Ao longo da fala de Graziano, destacamos alguns pontos que consideramos urgentes e emergentes para a soberania alimentar, e que se articularam com os conteúdos e inferências das demais apresentações da conferência. Trata-se da redução dos custos revogando, principalmente, a lei Kandir, que não cobra impostos dos produtos exportados, da solicitação de isenção de imposto dos produtos da agricultura familiar, em particular, aqueles de proximidade (produção local), do devido investimento em pesquisa e extensão das práticas agroecológicas, orientando a estrutura, distribuição e funcionamento da Empresa Brasileira de Pesquisa Agropecuária Ministério da Agricultura, Pecuária e Abastecimento (EMBRAPA) para a produção da alimentação saudável do MST, entre outras mudanças, desafios e possibilidades de operar a serviço do, para e com o Brasil.
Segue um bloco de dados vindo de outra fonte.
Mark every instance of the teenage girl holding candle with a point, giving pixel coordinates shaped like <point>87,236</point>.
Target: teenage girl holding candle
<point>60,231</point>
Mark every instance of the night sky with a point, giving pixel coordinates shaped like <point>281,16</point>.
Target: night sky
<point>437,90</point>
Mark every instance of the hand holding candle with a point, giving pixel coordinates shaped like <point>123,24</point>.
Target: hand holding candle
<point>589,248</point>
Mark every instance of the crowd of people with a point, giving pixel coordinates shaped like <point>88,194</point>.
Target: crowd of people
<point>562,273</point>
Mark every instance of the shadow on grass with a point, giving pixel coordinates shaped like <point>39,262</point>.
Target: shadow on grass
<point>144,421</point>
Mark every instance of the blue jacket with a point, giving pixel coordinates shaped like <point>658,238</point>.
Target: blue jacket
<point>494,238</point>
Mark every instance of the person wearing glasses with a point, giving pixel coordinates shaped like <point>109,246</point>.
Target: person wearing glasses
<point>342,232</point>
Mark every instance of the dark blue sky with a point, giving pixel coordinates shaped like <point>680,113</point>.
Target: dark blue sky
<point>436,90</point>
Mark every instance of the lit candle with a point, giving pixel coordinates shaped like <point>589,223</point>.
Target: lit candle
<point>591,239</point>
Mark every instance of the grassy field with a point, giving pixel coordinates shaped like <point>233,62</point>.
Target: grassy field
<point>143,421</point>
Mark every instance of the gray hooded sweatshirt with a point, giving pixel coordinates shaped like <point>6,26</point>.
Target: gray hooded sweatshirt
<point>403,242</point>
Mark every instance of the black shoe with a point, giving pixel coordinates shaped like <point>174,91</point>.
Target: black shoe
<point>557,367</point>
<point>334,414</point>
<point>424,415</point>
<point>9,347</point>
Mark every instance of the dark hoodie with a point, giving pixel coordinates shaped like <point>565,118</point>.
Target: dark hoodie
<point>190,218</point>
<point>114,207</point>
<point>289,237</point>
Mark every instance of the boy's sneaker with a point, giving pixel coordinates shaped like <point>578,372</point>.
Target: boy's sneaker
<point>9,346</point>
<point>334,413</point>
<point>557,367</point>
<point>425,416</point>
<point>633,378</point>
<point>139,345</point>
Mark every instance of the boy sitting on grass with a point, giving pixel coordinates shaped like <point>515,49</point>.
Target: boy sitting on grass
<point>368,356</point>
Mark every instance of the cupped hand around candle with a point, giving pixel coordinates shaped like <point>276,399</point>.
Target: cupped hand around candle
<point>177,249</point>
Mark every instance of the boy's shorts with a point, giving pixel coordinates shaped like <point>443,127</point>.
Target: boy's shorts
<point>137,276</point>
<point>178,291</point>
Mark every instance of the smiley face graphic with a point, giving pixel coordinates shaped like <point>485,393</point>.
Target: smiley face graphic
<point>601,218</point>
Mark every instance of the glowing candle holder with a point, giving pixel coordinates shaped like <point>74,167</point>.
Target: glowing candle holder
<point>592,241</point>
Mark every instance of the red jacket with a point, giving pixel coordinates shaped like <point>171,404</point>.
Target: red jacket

Concluímos esse girassol nessa mesma trilha, associada também ao Manifesto Popular do dia 16 de outubro de 2020 que, revivendo toda a problematização da fome no Brasil pavimentada pelo nosso Josué de Castro no livro clássico Geografia da fome e na sua atuação na FAO, nos inquieta e nos convoca para a criação de novas e sustentáveis sociabilidades: “Metade da humanidade não come; e a outra metade não dorme, com medo da que não come” (https://www.abrasco.org.br/site/noticias/dia-mundial-da-alimentacao-manifesto-popular-contra-a-fome-sera-lancado-em-ato/53236/).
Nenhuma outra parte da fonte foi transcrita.